Optimizing Large Language Model Training Using FP4 Quantization
Ruizhe Wang, Yeyun Gong, Xiao Liu, Guoshuai Zhao, Ziyue Yang, Baining Guo, Zhengjun Zha, Peng Cheng
TL;DR
The paper tackles the high computational cost of pretraining large language models by proposing FP4 training, an ultra-low precision framework designed to maintain accuracy. It introduces a differentiable gradient estimator to enable meaningful weight updates and an outlier clamping/compensation scheme to stabilize activations, achieving performance close to BF16 and FP8 baselines on models up to 13B parameters trained for up to 100B tokens. Through experiments, it demonstrates near-parity in training loss and downstream task performance, while detailing a theoretical speedup analysis and practical overheads. The work further argues for future hardware support for FP4 to unlock substantial energy savings and throughput in large-scale AI training.
Abstract
The growing computational demands of training large language models (LLMs) necessitate more efficient methods.
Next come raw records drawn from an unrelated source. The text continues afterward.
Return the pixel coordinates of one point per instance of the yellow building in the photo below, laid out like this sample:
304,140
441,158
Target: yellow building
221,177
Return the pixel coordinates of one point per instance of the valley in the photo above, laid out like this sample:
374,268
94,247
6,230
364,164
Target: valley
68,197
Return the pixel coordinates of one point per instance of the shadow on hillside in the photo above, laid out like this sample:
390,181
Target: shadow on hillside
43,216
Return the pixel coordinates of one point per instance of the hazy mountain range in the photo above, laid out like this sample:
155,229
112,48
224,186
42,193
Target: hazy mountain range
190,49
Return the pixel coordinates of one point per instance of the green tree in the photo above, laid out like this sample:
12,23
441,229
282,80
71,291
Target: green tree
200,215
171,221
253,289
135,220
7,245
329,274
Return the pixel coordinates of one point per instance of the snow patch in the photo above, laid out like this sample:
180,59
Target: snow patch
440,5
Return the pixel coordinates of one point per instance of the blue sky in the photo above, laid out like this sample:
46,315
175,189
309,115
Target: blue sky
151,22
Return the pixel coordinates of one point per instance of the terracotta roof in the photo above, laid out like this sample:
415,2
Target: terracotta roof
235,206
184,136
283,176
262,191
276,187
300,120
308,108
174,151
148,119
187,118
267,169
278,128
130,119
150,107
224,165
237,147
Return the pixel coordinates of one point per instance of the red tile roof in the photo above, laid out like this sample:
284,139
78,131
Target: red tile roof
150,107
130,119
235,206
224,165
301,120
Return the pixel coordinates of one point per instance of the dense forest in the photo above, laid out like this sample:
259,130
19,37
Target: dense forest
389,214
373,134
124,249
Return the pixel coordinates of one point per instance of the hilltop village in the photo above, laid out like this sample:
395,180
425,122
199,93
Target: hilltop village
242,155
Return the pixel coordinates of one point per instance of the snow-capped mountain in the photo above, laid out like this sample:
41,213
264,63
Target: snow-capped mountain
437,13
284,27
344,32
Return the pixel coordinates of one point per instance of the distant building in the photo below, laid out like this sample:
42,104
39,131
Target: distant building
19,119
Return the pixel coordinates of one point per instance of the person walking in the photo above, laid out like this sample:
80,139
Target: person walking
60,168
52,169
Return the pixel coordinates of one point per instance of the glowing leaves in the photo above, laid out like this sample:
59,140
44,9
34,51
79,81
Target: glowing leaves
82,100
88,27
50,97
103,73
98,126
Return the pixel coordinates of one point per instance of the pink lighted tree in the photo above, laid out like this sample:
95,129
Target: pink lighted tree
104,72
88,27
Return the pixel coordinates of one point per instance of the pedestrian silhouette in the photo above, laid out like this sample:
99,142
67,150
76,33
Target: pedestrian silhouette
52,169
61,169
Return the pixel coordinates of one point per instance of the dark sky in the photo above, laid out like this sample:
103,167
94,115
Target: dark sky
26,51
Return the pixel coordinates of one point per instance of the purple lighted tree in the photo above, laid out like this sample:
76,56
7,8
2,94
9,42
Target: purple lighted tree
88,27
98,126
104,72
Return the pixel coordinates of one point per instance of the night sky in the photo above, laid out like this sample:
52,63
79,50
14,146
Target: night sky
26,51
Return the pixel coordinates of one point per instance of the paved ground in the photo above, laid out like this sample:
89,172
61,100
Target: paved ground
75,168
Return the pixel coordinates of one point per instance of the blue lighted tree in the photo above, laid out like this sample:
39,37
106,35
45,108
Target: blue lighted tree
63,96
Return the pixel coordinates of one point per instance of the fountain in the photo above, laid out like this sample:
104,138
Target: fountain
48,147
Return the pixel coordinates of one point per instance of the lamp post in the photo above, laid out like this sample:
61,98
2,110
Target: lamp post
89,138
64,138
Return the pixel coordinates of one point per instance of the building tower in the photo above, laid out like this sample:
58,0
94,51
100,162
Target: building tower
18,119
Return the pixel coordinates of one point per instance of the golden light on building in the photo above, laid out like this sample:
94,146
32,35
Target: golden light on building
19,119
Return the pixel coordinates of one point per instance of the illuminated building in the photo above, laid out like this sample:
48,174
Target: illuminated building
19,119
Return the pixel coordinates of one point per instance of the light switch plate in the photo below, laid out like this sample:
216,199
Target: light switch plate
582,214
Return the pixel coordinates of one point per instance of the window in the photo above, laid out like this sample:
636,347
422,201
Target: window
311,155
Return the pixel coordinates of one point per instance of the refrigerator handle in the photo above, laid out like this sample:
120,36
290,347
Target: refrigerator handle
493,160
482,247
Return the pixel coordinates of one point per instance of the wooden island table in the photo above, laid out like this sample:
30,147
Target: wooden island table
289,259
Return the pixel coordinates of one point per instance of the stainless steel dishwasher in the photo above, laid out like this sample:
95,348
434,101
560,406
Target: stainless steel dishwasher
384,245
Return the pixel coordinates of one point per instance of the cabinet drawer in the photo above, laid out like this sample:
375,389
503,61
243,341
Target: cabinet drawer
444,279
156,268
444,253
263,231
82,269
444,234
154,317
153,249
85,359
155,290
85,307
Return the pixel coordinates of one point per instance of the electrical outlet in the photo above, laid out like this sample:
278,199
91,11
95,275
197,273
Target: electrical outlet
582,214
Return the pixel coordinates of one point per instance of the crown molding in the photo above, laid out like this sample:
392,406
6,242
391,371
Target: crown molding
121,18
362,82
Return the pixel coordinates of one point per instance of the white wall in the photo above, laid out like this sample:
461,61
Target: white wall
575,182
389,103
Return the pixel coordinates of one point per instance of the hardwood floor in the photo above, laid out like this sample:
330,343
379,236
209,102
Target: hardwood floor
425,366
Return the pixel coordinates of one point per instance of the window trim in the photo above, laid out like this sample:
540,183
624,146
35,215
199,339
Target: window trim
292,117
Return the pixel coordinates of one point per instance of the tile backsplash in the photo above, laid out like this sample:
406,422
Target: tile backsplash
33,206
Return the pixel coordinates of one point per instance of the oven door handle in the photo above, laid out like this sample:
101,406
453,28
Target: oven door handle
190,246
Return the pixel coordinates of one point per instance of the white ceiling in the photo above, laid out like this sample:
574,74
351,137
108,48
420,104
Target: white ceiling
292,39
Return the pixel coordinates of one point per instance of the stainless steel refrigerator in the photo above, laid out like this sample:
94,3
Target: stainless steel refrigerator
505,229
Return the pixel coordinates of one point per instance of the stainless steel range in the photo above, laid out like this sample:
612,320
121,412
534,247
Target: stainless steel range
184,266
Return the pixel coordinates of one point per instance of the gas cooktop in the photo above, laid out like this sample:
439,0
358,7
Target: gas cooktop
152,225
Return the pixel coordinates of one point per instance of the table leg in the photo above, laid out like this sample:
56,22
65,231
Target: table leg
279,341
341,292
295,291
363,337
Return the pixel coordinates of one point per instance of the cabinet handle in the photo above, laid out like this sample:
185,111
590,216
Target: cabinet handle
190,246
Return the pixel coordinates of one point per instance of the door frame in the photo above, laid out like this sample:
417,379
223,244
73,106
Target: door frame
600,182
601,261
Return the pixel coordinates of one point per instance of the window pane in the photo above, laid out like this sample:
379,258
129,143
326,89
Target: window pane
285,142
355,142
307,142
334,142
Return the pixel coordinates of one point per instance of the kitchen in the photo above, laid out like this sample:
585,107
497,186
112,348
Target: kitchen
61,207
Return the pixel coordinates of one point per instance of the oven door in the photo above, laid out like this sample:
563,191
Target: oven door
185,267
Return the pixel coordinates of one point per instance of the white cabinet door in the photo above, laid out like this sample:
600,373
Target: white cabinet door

Quantized training presents a promising solution by enabling low-bit arithmetic operations to reduce these costs. While FP8 precision has demonstrated feasibility, leveraging FP4 remains a challenge due to significant quantization errors and limited representational capacity. This work introduces the first FP4 training framework for LLMs, addressing these challenges with two key innovations: a differentiable quantization estimator for precise weight updates and an outlier clamping and compensation strategy to prevent activation collapse. To ensure stability, the framework integrates a mixed-precision training scheme and vector-wise quantization. Experimental results demonstrate that our FP4 framework achieves accuracy comparable to BF16 and FP8, with minimal degradation, scaling effectively to 13B-parameter LLMs trained on up to 100B tokens. With the emergence of next-generation hardware supporting FP4, our framework sets a foundation for efficient ultra-low precision training.